Why Russia might feel threatened
In one way or another, the administration of every single president, from Truman through G. W. Bush, has reminded us "The Russians are coming. The Russians are coming."
The threat of nuclear annihilation of mankind, and possibly all life on this planet, hung over us, all of us, like the mushroom cloud that symbolized its use. The voluntary breakup of the former Soviet Union in 1989-1991, thanks to Mr. Gorbachev, seemed to offer us an opportunity for the "Peace Dividend" that our government promised us once the evil empire had been vanquished.
But that was not to be. After all, victory brings with it great responsibility. We are the world's only superpower. We have a duty to bring democracy to peoples around the world, whether they want it or not. And if they do not want it, then we must force it upon them.
A truly great nation does not shrink from its responsibilities just because they happen to be unpopular. A good example of this would be the preservation and expansion of NATO.
NATO is a military organization formed in 1949 between the U.S. and its west European allies to present a counter force to the Soviet forces stationed along the east European border. Once the Soviet Union was dismantled and its military forces were removed, one might think that NATO had outlived its usefulness. Not so, foolish man.
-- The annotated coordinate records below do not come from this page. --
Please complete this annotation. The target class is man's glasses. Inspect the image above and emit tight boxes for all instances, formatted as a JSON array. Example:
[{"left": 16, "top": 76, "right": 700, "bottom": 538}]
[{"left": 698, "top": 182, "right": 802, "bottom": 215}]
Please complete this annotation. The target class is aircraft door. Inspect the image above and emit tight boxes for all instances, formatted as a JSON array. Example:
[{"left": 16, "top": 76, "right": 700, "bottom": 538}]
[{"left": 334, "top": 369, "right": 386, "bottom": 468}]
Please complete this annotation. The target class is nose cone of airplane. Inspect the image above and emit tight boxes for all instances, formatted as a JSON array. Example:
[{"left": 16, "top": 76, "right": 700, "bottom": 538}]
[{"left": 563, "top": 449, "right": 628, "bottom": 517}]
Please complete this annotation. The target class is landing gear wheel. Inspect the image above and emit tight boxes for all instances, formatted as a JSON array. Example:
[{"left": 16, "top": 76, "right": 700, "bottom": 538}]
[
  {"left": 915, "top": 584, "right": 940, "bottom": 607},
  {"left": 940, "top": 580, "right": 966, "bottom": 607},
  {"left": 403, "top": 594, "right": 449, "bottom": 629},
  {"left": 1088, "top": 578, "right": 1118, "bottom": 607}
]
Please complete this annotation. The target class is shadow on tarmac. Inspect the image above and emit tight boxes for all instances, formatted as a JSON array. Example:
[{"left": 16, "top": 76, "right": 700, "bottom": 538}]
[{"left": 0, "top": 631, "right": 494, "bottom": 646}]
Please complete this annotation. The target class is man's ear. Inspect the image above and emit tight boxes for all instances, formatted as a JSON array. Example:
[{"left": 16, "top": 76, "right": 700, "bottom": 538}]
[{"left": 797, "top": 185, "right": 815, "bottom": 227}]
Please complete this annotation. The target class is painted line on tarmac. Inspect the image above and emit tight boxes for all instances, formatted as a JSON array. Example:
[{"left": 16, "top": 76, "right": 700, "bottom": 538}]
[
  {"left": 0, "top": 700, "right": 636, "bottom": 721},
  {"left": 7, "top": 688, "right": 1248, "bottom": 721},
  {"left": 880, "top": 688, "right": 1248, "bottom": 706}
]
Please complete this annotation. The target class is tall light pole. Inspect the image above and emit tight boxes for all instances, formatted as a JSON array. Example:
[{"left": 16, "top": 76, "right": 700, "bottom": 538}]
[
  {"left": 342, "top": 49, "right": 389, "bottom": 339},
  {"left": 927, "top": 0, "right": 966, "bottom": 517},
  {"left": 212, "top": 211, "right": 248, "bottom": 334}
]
The U.S. government not only fought to preserve NATO, it was the force that brought about its expansion. Since the dismantling of the Soviet Union and the Warsaw Pact, the U.S. has supported Poland, Hungary and the Czech Republic in joining NATO; all of which were former Warsaw Pact members. And, in accordance with a recent agreement missiles will be positioned in Poland. The stage is also being set for the Ukraine and Georgia to also enter NATO. All of these nations are adjacent to Russia's border.
Now I ask you, why would the Russians see these actions as being threatening or belligerent? Anyone interested in learning the extent to which the U.S. has been the primary destabilizing force since W.W.II, read "The House of War" by James Carroll.